Tou Lue Vang being deported from the United States by Immigration and Customs Enforcement after Secretary of State Marco Rubio canceled the convicted child rapist’s legal status to remain in the country. Photo by Department of Homeland Security
July 10 (UPI) — Immigration and Customs Enforcement on Friday deported a man who was convicted of repeatedly sexually assaulting a child and ordered removed from the country in 2006.
Tou Lue Vang, who legally entered the United States in 1994, was convicted in 2006 of first-degree criminal sexual conduct for repeatedly sexually assaulting a 10-year-old girl over the course of two years.

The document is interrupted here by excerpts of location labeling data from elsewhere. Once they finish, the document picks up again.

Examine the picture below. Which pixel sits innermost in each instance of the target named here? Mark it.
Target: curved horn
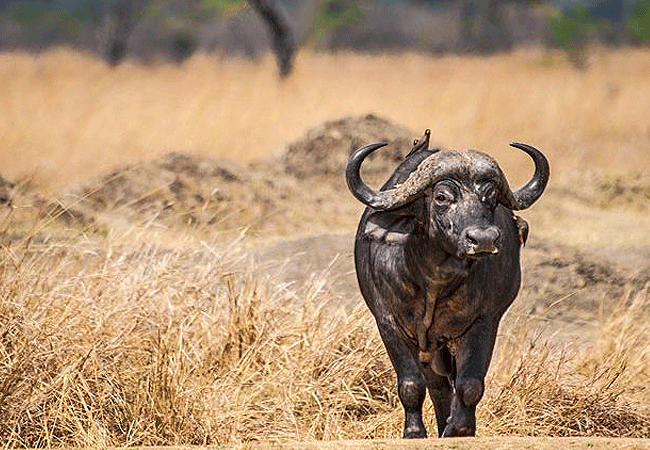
(531, 191)
(360, 190)
(393, 198)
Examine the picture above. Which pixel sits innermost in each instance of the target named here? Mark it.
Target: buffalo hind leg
(411, 386)
(441, 394)
(473, 354)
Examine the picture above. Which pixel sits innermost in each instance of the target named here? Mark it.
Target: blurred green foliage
(574, 27)
(638, 23)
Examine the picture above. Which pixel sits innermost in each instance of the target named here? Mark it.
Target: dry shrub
(594, 390)
(107, 344)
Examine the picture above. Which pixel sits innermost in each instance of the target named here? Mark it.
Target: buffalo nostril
(482, 240)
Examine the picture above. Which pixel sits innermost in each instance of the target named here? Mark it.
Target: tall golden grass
(65, 116)
(106, 343)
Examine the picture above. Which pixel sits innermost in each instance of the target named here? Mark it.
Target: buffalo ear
(394, 227)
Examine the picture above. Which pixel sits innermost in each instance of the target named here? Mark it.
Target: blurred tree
(281, 33)
(121, 16)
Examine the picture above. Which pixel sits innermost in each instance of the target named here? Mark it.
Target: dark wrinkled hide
(431, 275)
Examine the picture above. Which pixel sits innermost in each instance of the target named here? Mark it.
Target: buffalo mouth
(480, 241)
(478, 253)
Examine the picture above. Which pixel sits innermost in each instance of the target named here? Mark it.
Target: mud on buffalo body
(437, 261)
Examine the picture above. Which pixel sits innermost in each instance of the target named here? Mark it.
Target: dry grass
(66, 116)
(105, 343)
(140, 334)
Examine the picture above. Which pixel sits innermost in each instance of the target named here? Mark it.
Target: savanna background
(176, 234)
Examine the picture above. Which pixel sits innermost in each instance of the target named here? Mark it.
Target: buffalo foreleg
(411, 386)
(473, 352)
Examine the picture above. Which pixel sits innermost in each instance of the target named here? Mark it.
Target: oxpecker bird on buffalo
(437, 256)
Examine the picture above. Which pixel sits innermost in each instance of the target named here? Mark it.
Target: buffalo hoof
(457, 431)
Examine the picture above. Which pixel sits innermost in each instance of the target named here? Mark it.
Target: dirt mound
(324, 150)
(605, 190)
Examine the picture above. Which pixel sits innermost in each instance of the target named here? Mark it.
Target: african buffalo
(437, 260)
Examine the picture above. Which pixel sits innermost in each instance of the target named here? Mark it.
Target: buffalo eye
(488, 192)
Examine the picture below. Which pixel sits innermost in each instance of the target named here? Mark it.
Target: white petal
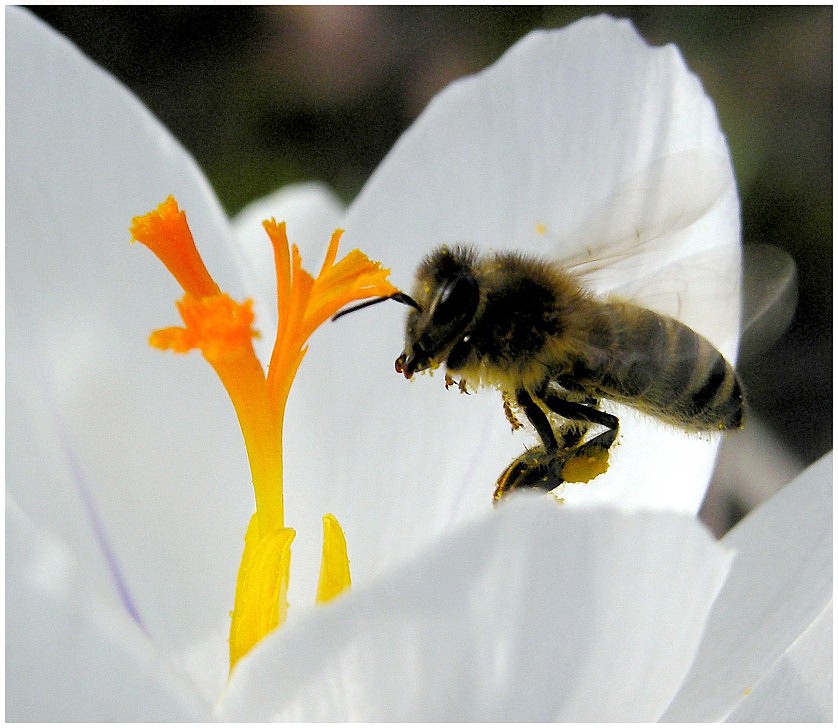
(772, 616)
(104, 668)
(535, 613)
(83, 157)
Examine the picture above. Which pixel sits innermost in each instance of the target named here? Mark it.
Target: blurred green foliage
(263, 96)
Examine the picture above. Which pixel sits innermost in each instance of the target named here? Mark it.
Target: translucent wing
(668, 239)
(769, 298)
(638, 226)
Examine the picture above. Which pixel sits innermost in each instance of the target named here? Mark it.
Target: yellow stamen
(222, 330)
(334, 564)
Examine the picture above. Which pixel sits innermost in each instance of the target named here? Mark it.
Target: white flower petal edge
(767, 654)
(553, 133)
(83, 157)
(536, 613)
(104, 669)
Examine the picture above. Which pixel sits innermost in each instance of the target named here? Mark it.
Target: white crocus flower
(128, 489)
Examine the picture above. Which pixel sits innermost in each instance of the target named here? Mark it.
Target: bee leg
(538, 419)
(537, 469)
(589, 459)
(585, 413)
(547, 467)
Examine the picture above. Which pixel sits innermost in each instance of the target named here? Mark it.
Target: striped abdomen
(660, 366)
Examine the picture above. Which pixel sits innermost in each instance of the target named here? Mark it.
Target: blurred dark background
(265, 96)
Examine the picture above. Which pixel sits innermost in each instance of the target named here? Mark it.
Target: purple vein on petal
(86, 494)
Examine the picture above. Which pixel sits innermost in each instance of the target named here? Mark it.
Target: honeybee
(528, 327)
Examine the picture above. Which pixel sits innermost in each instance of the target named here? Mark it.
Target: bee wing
(668, 239)
(638, 227)
(769, 298)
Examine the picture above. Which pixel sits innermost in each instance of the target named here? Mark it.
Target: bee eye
(457, 301)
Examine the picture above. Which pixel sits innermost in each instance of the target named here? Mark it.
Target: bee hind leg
(547, 467)
(586, 460)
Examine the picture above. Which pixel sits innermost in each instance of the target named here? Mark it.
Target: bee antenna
(398, 296)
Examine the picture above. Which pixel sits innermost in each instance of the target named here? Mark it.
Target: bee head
(447, 297)
(445, 300)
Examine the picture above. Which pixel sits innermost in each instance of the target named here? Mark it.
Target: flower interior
(223, 330)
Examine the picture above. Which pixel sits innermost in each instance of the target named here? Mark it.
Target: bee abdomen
(663, 367)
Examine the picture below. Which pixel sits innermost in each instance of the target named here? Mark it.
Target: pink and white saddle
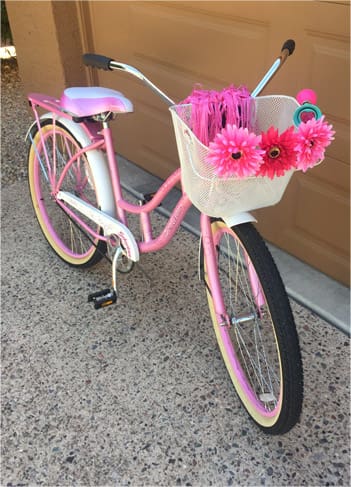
(88, 101)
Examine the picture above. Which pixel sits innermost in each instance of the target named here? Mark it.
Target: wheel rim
(48, 155)
(248, 345)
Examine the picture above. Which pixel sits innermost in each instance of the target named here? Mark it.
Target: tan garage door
(178, 44)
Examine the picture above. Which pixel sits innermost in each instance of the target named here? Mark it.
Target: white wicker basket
(223, 197)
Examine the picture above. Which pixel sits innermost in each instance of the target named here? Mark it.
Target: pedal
(103, 298)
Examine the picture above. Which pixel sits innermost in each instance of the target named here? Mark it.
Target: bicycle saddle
(88, 101)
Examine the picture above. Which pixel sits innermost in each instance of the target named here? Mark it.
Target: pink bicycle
(77, 197)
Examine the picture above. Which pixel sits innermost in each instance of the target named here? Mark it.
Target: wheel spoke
(253, 338)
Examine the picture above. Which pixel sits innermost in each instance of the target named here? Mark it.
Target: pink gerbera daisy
(234, 152)
(313, 137)
(279, 152)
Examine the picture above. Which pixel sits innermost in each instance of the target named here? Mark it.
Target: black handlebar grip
(289, 45)
(97, 61)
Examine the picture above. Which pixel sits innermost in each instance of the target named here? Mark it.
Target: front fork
(211, 277)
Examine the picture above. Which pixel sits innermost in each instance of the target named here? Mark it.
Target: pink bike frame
(102, 140)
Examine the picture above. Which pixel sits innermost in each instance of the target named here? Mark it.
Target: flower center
(237, 155)
(274, 152)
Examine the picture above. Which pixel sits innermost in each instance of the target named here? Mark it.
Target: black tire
(270, 326)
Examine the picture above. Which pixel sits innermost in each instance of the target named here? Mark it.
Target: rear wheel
(257, 335)
(47, 158)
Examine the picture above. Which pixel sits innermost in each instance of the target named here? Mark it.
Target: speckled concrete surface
(137, 394)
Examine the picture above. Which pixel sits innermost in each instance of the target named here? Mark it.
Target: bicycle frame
(115, 225)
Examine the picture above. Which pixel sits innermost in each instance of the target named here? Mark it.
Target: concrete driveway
(137, 394)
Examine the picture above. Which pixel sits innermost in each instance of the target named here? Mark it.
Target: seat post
(114, 171)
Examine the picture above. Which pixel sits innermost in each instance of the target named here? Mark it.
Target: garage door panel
(194, 41)
(318, 209)
(179, 44)
(331, 57)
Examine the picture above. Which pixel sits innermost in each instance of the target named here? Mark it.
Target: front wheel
(254, 327)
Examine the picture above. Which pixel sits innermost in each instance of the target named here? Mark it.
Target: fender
(96, 159)
(239, 218)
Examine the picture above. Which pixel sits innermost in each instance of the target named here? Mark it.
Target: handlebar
(287, 49)
(108, 64)
(103, 62)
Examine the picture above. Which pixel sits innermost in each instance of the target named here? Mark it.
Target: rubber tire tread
(284, 326)
(101, 246)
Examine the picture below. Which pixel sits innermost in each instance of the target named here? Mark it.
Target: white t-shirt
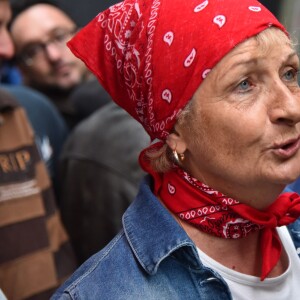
(247, 287)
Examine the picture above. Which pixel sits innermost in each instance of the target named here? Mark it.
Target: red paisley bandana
(214, 213)
(152, 55)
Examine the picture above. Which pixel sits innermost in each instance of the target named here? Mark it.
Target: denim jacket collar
(153, 233)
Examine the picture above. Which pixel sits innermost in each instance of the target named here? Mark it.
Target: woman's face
(244, 134)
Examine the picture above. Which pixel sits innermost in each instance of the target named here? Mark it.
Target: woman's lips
(288, 148)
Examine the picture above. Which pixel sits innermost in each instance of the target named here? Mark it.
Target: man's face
(40, 34)
(6, 45)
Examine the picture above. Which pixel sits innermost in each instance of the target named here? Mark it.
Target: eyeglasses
(34, 52)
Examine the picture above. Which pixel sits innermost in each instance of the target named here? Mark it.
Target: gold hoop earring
(175, 156)
(181, 157)
(178, 157)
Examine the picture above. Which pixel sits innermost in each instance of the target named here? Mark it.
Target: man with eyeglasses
(40, 31)
(35, 252)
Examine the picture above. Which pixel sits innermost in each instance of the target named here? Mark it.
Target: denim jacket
(151, 258)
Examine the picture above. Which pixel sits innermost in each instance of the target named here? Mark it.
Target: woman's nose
(285, 104)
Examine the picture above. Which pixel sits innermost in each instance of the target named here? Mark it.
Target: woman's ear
(176, 142)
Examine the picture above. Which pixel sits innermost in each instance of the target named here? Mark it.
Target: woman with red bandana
(214, 83)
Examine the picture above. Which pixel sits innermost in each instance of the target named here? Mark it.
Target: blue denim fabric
(152, 258)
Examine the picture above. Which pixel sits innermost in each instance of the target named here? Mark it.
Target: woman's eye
(290, 75)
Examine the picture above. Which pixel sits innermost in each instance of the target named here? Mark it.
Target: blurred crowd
(68, 155)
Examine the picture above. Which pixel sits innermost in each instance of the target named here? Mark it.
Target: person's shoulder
(102, 276)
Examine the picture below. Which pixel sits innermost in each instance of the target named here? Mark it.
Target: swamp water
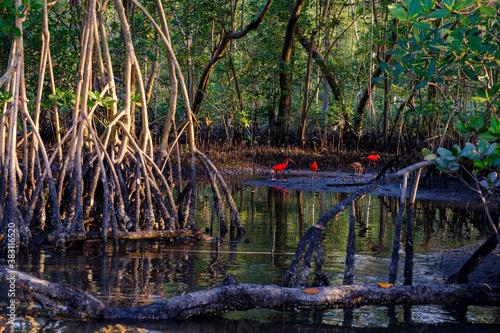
(275, 219)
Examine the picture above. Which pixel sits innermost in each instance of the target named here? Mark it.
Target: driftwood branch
(67, 301)
(312, 235)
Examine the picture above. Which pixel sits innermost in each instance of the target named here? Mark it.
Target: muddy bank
(450, 191)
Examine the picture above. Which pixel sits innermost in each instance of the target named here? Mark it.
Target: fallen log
(61, 300)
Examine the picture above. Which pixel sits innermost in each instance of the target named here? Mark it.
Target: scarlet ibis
(280, 168)
(314, 167)
(358, 168)
(373, 158)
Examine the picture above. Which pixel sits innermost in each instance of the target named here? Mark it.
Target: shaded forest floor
(252, 164)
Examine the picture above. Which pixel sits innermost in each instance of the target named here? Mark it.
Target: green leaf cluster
(484, 154)
(444, 38)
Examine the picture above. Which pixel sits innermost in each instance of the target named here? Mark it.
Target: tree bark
(232, 296)
(282, 124)
(205, 77)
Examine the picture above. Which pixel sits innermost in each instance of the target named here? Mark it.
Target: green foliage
(484, 153)
(439, 41)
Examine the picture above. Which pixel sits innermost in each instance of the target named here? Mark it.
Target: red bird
(280, 168)
(314, 167)
(373, 158)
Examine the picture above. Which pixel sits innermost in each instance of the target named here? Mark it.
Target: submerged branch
(68, 301)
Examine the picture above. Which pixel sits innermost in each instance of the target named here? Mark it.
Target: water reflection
(275, 220)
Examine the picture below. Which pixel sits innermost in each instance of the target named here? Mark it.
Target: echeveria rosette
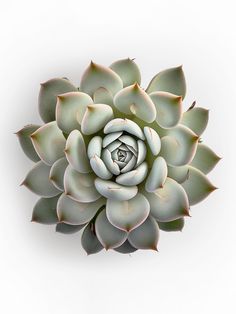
(115, 160)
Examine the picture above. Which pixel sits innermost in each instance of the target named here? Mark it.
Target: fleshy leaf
(145, 236)
(115, 191)
(109, 236)
(171, 80)
(128, 70)
(49, 142)
(128, 215)
(70, 110)
(205, 159)
(61, 227)
(197, 186)
(95, 118)
(26, 143)
(57, 173)
(153, 140)
(89, 240)
(134, 100)
(175, 225)
(168, 107)
(76, 213)
(179, 146)
(126, 125)
(48, 96)
(37, 181)
(133, 177)
(44, 211)
(196, 119)
(80, 186)
(97, 76)
(157, 175)
(125, 248)
(168, 203)
(76, 152)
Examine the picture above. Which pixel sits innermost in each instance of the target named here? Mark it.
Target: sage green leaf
(168, 107)
(61, 227)
(114, 191)
(80, 186)
(103, 96)
(57, 172)
(97, 76)
(75, 213)
(126, 125)
(153, 140)
(145, 236)
(205, 159)
(94, 147)
(178, 147)
(100, 168)
(95, 118)
(44, 211)
(89, 240)
(48, 96)
(128, 215)
(134, 100)
(133, 177)
(70, 110)
(168, 203)
(196, 119)
(175, 225)
(197, 186)
(125, 248)
(26, 143)
(76, 152)
(128, 70)
(171, 80)
(49, 142)
(37, 181)
(109, 236)
(157, 175)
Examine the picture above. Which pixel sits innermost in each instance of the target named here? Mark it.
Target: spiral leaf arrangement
(115, 160)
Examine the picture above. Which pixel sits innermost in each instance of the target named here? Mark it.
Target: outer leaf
(26, 143)
(49, 142)
(171, 80)
(70, 110)
(37, 180)
(109, 236)
(80, 186)
(68, 229)
(205, 159)
(97, 76)
(175, 225)
(76, 152)
(75, 213)
(145, 236)
(168, 107)
(128, 70)
(57, 172)
(197, 186)
(44, 211)
(134, 100)
(128, 215)
(48, 96)
(196, 119)
(168, 203)
(89, 240)
(95, 118)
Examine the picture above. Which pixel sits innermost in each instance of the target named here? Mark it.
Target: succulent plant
(115, 160)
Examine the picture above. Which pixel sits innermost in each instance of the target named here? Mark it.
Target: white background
(45, 272)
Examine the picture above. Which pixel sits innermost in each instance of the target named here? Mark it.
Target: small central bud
(121, 155)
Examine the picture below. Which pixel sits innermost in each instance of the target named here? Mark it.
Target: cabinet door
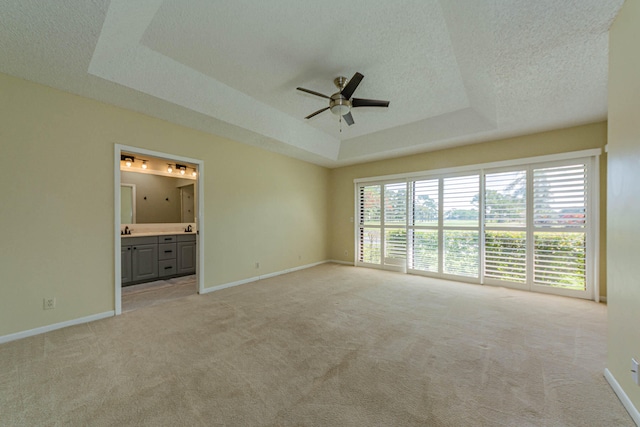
(186, 257)
(126, 264)
(145, 262)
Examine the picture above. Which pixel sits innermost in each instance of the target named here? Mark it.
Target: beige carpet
(328, 346)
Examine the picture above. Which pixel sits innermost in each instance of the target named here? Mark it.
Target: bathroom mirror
(151, 199)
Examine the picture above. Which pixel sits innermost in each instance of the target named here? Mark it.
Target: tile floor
(158, 292)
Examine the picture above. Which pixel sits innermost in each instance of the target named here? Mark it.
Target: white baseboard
(626, 402)
(263, 276)
(335, 261)
(53, 327)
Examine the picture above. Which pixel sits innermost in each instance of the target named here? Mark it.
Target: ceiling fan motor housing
(339, 105)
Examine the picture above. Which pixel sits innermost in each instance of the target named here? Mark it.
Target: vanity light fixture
(128, 160)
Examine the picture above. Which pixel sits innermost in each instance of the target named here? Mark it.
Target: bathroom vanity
(153, 257)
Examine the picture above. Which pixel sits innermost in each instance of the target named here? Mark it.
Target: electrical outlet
(49, 303)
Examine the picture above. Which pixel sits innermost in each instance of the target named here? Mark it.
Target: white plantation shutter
(369, 224)
(559, 196)
(461, 231)
(505, 220)
(395, 222)
(423, 225)
(521, 225)
(459, 195)
(382, 217)
(559, 217)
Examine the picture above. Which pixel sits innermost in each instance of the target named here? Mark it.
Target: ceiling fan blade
(352, 85)
(317, 112)
(357, 102)
(348, 118)
(313, 92)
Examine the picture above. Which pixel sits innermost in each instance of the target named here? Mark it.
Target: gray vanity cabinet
(149, 258)
(167, 259)
(139, 258)
(186, 254)
(126, 265)
(144, 262)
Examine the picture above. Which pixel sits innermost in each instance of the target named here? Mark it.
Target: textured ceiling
(455, 72)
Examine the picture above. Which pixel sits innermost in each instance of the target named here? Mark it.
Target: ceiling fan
(341, 103)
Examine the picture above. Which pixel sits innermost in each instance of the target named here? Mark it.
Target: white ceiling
(454, 72)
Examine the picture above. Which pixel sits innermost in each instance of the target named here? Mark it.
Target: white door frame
(199, 202)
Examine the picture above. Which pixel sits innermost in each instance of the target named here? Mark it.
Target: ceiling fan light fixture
(339, 105)
(340, 109)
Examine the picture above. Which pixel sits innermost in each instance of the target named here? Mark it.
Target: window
(423, 225)
(505, 222)
(559, 216)
(382, 227)
(524, 226)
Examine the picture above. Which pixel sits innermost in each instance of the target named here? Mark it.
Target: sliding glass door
(525, 226)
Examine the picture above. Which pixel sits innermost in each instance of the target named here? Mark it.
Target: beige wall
(57, 219)
(558, 141)
(624, 197)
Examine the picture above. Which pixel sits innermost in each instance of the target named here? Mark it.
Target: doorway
(173, 211)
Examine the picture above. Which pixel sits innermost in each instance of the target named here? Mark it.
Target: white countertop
(155, 233)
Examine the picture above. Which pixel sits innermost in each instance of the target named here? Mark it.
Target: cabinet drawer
(145, 240)
(167, 267)
(166, 251)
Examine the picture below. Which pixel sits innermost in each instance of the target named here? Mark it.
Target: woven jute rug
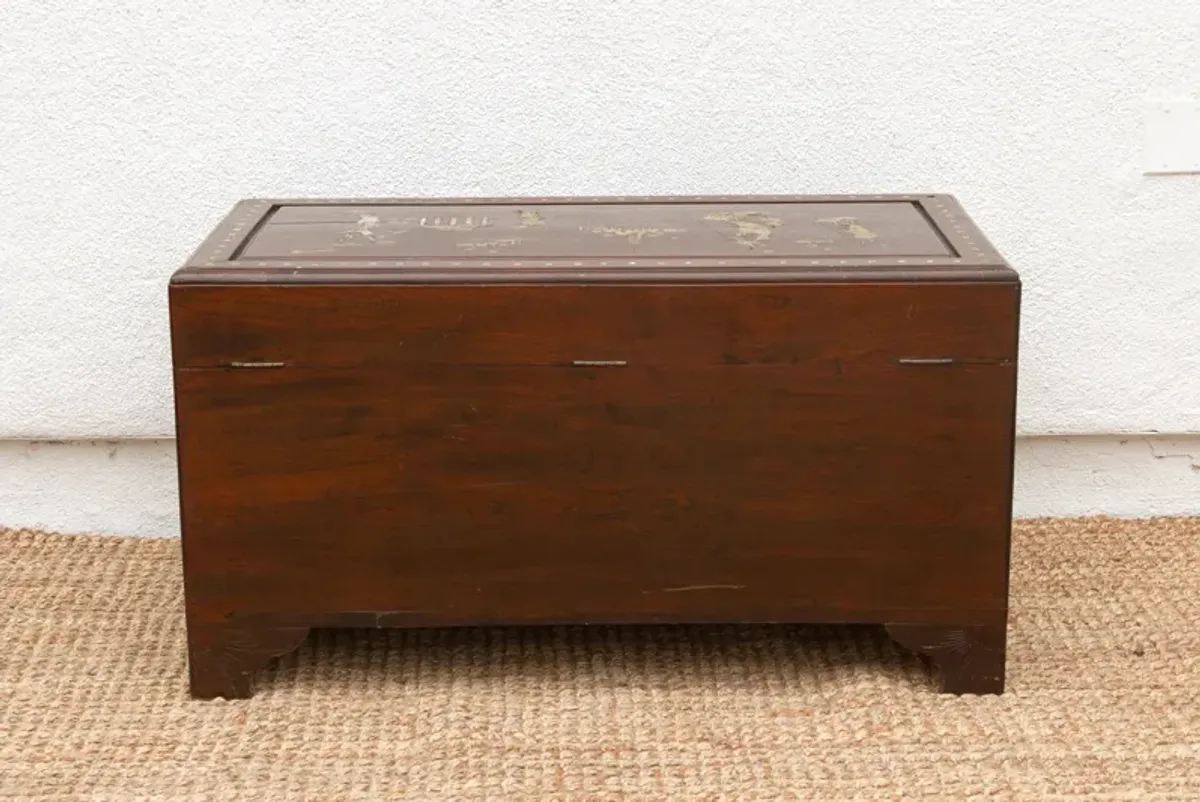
(1103, 699)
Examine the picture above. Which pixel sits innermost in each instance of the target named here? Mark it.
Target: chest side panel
(835, 452)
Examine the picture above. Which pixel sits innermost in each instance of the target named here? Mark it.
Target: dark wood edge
(606, 199)
(423, 618)
(231, 233)
(223, 657)
(970, 658)
(335, 276)
(947, 215)
(216, 257)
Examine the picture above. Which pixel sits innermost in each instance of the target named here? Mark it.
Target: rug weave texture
(1103, 696)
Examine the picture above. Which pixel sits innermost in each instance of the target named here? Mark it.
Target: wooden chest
(411, 413)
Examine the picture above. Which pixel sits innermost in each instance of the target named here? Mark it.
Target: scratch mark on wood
(634, 235)
(851, 226)
(529, 219)
(455, 223)
(750, 227)
(366, 226)
(492, 245)
(691, 588)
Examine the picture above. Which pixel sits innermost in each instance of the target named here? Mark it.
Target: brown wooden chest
(408, 413)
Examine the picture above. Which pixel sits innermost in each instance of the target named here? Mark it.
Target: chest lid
(601, 239)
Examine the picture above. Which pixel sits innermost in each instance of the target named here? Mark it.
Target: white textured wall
(129, 129)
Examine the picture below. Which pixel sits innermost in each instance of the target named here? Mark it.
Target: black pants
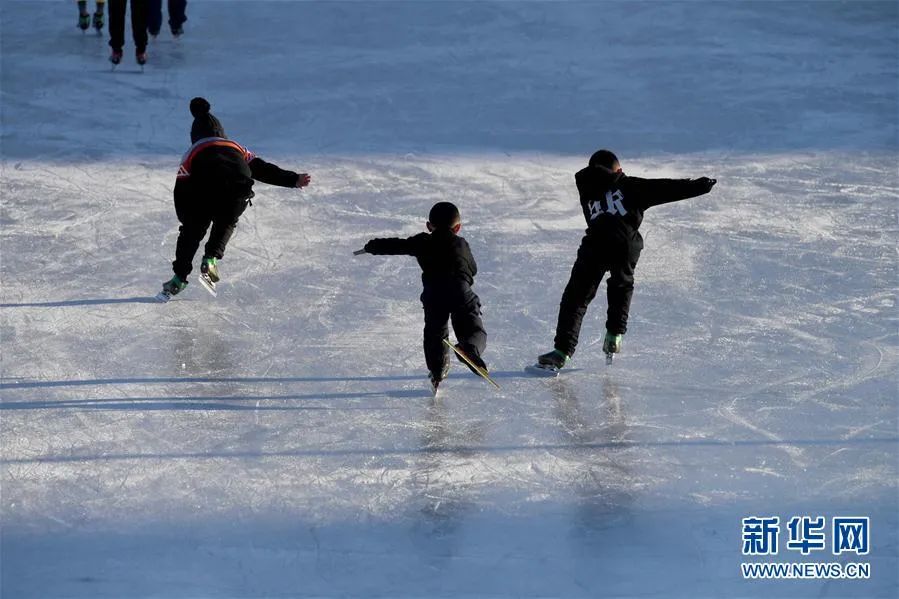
(177, 17)
(454, 302)
(593, 261)
(138, 24)
(195, 215)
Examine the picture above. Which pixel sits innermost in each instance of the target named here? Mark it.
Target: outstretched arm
(274, 175)
(654, 192)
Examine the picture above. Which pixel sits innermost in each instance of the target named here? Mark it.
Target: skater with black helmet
(214, 186)
(448, 271)
(613, 205)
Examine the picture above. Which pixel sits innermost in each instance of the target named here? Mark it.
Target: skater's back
(447, 274)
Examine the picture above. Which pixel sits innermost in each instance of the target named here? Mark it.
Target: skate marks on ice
(82, 302)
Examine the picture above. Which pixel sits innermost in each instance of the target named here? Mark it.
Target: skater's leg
(468, 326)
(190, 234)
(619, 290)
(117, 24)
(139, 25)
(586, 275)
(436, 330)
(154, 16)
(224, 221)
(177, 14)
(194, 221)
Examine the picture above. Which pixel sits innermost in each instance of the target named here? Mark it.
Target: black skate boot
(84, 17)
(209, 267)
(98, 19)
(553, 360)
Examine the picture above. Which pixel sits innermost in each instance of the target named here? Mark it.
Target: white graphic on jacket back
(613, 205)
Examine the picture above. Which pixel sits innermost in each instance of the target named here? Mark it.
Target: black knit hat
(444, 215)
(205, 124)
(603, 158)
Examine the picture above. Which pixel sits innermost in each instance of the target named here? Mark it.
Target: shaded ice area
(279, 440)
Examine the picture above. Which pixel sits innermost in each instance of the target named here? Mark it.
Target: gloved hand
(706, 184)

Vang was ordered to be deported to Laos in October 2006 but because of that country’s limits on how many deportees it accepts he, like many ethnic Laotians and Hmong, was permitted to stay, The New York Times reported.
Having been in the country legally ever since, Vang applied for a pardon during the Trump administration’s immigration crackdown last year to prevent himself from being deported — which was granted in June.
“ICE deported Tou Vang, an illegal alien convicted child rapist,” Lauren Bis, acting assistant secretary of homeland security, said in a press release.
“This monster repeatedly sexually assaulted a 10-year-old girl,” Bis said.
Vang was convicted repeatedly sexually assaulting the girl between 2002 and 2004, and justified his actions as being “a cultural thing … to marry and have sex with girls as young as 12,” and also suggested that the girl was just as guilty as he was of a crime, ICE said last week.
The Times reported that Vang has not been charged with serious crimes since his conviction and supervised release while awaiting his 2006 deportation.
ICE arrested Vang in December 2025, with plans to deport him, based on his prior conviction, but a Minnesota judge ordered that he be released from custody in February 2026.
Vang’s pardon request, which the Minnesota Clemency Review Commission granted on June 10, could prevent him from being deported, the federal government and legal experts have said.
The State Department said Friday that it had terminated Vang’s legal status in the United States and deported him immediately.
“Americans should never have to live in fear that foreign sex predators — shielded from deportation by their own elected officials — could endanger them or their children,” Secretary of State Marco Rubio said in a statement.
“That’s why I terminated his legal status in the United States,” Rubio said. “Vang has now been removed from our country and will never pose a threat to any American ever again.”